When Braddock and the delegation which is comprised of Sen. Porter (Tress) and his assistant Ann (Kasdorf) arrive in Vietnam, they are met by Gen. Trau at the airport who extends his hand to Braddock who coldly holds a stare in contempt. At a press hearing, the Vietnamese categorically deny that any Americans are being held against their will in the People’s Republic of Vietnam. After some colorful metaphors are exchanged between Braddock and the Vietnamese, Braddock is not at all convinced and under the cover of night, and with the help of the Senator’s lovely assistant who has quickly fallen for the war hero, naturally, he plans to interrogate Gen. Trau in his own bed. The Gen. who has a knife at his throat by Braddock confesses that Americans are still being held in a small prison camp in the Mekong Delta to the south. Braddock then quickly leaves Vietnam once he establishes an alibi by claiming he was with Ann when Trau was killed, for Thailand where he enlists the help of an old Army buddy Jack Tucker (Walsh) now a black market profiteer who helps Braddock unleash an arsenal of weapons to free the MIAs.

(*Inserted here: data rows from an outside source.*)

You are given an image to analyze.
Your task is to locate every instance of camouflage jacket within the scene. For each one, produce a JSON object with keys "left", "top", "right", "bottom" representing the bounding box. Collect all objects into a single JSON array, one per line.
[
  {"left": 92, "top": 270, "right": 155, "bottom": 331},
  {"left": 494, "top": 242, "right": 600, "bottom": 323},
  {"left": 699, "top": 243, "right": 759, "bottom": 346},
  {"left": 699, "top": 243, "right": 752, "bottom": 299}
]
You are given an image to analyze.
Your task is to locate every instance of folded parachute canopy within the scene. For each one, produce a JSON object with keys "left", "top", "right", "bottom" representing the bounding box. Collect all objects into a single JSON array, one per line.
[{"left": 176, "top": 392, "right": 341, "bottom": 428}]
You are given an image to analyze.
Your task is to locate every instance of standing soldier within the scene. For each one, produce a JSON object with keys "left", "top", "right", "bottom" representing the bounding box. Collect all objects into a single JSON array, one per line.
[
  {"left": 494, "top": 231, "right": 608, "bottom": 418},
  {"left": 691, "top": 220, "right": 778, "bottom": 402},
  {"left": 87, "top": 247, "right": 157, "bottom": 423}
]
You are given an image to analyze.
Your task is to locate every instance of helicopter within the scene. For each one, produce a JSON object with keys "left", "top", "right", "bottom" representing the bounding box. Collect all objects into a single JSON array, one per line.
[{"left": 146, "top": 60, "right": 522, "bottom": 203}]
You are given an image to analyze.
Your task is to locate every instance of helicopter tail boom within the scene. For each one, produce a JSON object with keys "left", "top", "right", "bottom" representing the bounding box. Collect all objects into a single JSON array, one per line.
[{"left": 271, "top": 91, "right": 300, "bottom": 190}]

The film opened to miserable reviews as just another product of 1980s post Vietnam repression. Many critics said that the film was just another “Rambo clone”, and that Norris was impersonating a bad Sylvester Stallone. Despite these horrible reviews, the film made a considerable amount at the box office and the prequel was filmed at the same time. It has also gained a huge cult following over the years with late night Cable TV, and home video sales.

My favorite part of the film has to do with the penetration into Vietnam with the help of Tucker’s rickety old junk boat. When Braddock discovers his old pal in a Thai whore house while being beaten up by a thug, the two argue about price while Tucker is being thrown around the joint before Braddock decides to intervene on his buddy’s behalf. The two eventually settle on $1000, yet Tuck constantly argues with Braddock saying that he’s not leaving the fast attack raft to go ashore under any circumstances. Braddock is all to eager to state that Tuck owes him more than once for saving his life during the war. Walsh is a veteran character actor and is the only redeeming comic relief in the film. I believe he was still cashing in on his fame, and the check for his role as the police Captain in Ridley Scott’s Blade Runner (1982).

Missing in Action is a guilty pleasure movie which is brutal, tasteless, and pretty unredeeming at times. Critic Jeremy Beday was quoted as saying the film was a “crass, dopey, Rambo-esque film that ultimately fails to connect with anything interesting in the realm of fact or fiction” and that its “chop-socky, shoot-em-up, explosion-a-minute action quickly wears thin.” I’ve always said “what do you expect when you sit down to a Golan Globus movie? Oscar potential?”

Missing in Action is available on DVD through MGM/UA and can be rented via Netflix.